District 202 elementary principals and the discipline committee presented midyear discipline data at a Feb. 19 Curriculum/Correctional & Technology committee meeting and described steps to reduce classroom disruptions while responding to an ongoing spike in very young students’ suspensions.
Committee members and several elementary principals said they have focused on behavioral interventions, restorative practices, and targeted academic supports. The committee reported an overall reduction in formal referrals across middle and high schools: middle school referrals fell from about 11% of students to 8.5% and high school referrals from 12% to 5.7% compared with the prior year. Discipline committee members said referrals for Black or African American students have decreased as a share of total referrals, but they raised continuing concern about suspension rates for kindergarten students.
Mina Griffith, who introduced the discipline presentation, said kindergarten suspensions were a major committee concern and that data review showed 49 kindergarten suspension incidents involved 21 students; 11 of those students had only 1 suspension and did not repeat the behavior. Griffith said several other kindergarten suspensions reflected students who were new to the district or required an immediate change of placement despite multiple in‑school interventions.

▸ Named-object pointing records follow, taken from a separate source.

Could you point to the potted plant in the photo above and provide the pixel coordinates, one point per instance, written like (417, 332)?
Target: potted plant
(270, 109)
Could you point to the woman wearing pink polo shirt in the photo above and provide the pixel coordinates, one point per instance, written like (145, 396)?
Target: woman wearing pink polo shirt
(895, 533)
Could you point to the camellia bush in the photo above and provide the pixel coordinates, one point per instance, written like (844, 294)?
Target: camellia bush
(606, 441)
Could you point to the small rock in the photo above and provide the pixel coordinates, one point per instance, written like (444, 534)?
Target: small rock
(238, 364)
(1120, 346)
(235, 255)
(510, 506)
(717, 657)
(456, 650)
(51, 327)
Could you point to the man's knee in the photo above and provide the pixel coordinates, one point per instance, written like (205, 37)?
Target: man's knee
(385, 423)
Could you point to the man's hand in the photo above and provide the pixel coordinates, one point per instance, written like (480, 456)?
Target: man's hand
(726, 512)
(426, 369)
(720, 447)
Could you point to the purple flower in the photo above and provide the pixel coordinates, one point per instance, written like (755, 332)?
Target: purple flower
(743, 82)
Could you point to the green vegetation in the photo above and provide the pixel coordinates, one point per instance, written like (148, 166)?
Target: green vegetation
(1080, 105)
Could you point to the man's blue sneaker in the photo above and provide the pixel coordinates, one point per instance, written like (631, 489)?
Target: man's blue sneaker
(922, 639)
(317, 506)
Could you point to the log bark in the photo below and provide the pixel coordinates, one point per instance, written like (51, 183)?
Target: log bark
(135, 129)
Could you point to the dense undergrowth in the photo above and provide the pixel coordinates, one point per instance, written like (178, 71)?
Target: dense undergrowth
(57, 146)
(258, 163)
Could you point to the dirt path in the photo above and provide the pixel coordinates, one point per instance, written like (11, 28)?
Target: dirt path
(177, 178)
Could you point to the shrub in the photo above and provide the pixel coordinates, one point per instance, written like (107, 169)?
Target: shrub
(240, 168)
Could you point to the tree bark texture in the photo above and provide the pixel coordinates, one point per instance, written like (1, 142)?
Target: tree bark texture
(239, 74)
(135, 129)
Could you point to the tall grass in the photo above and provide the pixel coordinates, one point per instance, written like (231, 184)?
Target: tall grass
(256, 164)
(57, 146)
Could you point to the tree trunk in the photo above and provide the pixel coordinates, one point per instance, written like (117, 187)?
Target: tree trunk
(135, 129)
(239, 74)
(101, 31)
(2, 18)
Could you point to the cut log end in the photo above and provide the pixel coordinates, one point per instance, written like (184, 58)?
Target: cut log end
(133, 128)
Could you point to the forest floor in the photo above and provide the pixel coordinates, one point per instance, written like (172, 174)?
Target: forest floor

Principals described a layered approach: early interventions in classrooms, daily check‑ins with social workers, functional behavior assessments where indicated, restorative conversations and small‑group alternatives for unstructured times such as lunch and recess. Westmere principal (name provided in the meeting) said the building holds a required meeting after every suspension that includes family members, staff and social workers to map supports and next steps. A principal noted that in many cases the district uses “alternative recess” or smaller‑group lunch settings as a support rather than removing students from school indefinitely.
Principals also described instructional changes to reduce behavior problems by strengthening Tier‑1 instruction: some schools use IXL technology aligned to diagnostic measures for targeted enrichment, arrange grade‑level teams to address skill gaps, and use learning specialists (many of them part time at the elementary level) to run interventions or enrichment groups. Several principals said learning specialists have been effective but that several buildings would benefit from more full‑time specialist coverage.

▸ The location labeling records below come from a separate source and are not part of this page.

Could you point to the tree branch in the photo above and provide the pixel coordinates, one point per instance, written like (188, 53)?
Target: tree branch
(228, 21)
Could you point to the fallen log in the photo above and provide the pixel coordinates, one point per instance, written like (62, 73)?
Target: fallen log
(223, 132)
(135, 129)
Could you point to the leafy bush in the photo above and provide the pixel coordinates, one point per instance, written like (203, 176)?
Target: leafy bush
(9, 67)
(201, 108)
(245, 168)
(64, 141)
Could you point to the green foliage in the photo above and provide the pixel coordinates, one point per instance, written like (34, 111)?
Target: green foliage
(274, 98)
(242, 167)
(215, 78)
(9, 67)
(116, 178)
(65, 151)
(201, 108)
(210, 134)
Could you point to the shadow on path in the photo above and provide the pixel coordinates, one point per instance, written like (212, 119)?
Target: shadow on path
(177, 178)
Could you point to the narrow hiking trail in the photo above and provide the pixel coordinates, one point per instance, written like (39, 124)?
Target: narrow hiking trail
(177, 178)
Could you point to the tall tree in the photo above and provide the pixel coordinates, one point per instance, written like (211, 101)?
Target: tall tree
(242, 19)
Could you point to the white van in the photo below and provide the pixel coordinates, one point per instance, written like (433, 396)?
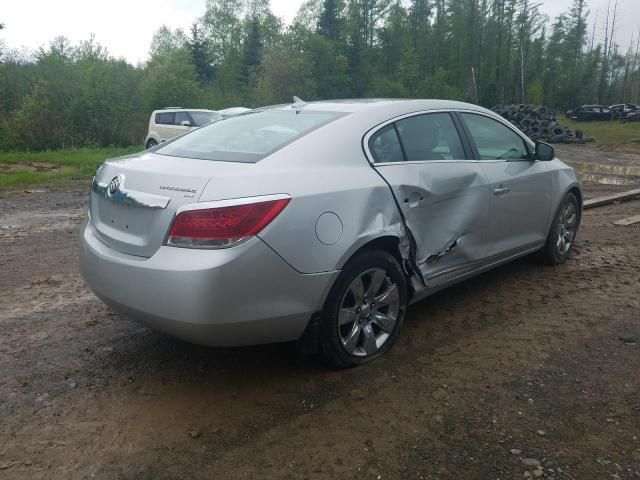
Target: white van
(171, 122)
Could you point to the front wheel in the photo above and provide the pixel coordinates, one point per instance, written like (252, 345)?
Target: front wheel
(364, 310)
(563, 231)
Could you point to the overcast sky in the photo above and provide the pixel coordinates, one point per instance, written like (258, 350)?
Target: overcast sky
(125, 27)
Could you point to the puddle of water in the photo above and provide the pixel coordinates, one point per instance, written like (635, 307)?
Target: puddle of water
(607, 174)
(608, 179)
(584, 167)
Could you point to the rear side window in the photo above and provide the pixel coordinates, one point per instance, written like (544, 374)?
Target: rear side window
(247, 138)
(430, 137)
(164, 118)
(494, 140)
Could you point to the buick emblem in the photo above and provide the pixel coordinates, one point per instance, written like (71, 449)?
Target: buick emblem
(114, 185)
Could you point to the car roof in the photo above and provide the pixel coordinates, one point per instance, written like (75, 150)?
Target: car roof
(369, 104)
(171, 110)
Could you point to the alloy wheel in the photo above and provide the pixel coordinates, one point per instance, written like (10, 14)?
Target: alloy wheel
(567, 227)
(368, 312)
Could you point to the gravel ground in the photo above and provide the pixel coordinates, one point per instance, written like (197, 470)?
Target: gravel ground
(526, 371)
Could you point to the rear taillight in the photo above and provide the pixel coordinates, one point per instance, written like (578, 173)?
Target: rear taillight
(223, 226)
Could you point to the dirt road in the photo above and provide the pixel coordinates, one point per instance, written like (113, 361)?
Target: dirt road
(524, 366)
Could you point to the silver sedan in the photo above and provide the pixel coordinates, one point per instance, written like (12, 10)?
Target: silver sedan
(320, 222)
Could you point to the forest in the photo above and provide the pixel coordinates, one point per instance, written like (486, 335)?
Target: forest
(238, 53)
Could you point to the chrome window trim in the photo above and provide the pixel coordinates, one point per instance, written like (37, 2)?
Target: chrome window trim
(125, 196)
(498, 118)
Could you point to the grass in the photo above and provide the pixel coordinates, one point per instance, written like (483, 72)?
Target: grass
(611, 133)
(20, 169)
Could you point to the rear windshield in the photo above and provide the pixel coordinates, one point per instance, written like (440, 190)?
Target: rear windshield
(249, 137)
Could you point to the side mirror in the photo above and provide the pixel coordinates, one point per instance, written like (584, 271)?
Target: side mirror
(544, 151)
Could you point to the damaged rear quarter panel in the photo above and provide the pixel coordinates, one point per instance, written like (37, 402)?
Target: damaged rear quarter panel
(445, 205)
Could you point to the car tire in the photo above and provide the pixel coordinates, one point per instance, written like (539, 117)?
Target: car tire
(563, 231)
(364, 310)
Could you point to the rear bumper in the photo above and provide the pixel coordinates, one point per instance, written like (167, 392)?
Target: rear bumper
(243, 295)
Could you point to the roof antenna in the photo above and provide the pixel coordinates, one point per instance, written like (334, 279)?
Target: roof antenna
(298, 102)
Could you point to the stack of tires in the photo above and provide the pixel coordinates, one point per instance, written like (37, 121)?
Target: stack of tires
(537, 122)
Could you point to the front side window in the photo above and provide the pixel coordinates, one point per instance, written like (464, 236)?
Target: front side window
(431, 136)
(165, 118)
(494, 140)
(247, 138)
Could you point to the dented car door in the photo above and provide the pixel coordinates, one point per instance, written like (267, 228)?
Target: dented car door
(520, 186)
(442, 193)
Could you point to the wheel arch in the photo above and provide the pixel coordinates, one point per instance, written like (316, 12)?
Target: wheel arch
(308, 344)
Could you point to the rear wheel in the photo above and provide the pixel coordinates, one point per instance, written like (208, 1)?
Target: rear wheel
(563, 231)
(364, 310)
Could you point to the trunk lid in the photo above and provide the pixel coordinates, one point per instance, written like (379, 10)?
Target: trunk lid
(134, 199)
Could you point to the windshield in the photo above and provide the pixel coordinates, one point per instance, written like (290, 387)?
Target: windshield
(249, 137)
(200, 118)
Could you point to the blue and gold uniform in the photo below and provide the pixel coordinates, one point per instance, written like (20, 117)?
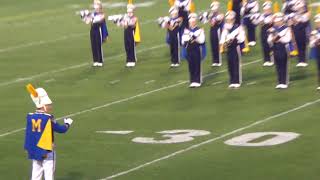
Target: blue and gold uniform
(279, 38)
(315, 45)
(216, 20)
(249, 9)
(39, 136)
(232, 36)
(193, 40)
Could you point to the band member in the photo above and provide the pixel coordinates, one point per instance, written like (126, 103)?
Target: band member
(300, 25)
(265, 20)
(98, 32)
(315, 44)
(216, 23)
(184, 7)
(39, 135)
(250, 8)
(193, 39)
(279, 38)
(131, 34)
(236, 7)
(232, 36)
(173, 27)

Attendance and logistics also emerged as topics. Creekside principal Tyler Haman said being a fully bused school complicates attendance: if a student misses the bus and there is no alternate transport, families may keep the student home for the day, and appointments or cold weather can further reduce attendance. Leadership said buildings are trying family engagement strategies and targeted outreach to improve attendance.
Food service quality and student nutrition briefly drew discussion, with several principals rating lunch quality in the mid‑range and breakfasts lower, and noting state regulations constrain vendors’ menu choices. The committee did not propose immediate changes but noted the issue for further review.
To address kindergarten transitions, the district presented a proposal to stagger kindergarten attendance during the first week of school (small cohorts attend on different days) so teachers can teach routines and establish classroom expectations with smaller groups. Principal Casey Hartman described the plan as a short, deliberate step to help students acclimate and said buildings would communicate the plan to families before the school year starts. The committee asked administrators to pilot the approach and measure outcomes over multiple years.
Ending: Committee members said they want to continue the district’s restorative‑practice emphasis, expand or better sustain learning‑specialist capacity and monitor kindergarten suspension trends. They asked administrators to continue refining interventions and to provide updated discipline and attendance data at future committee meetings.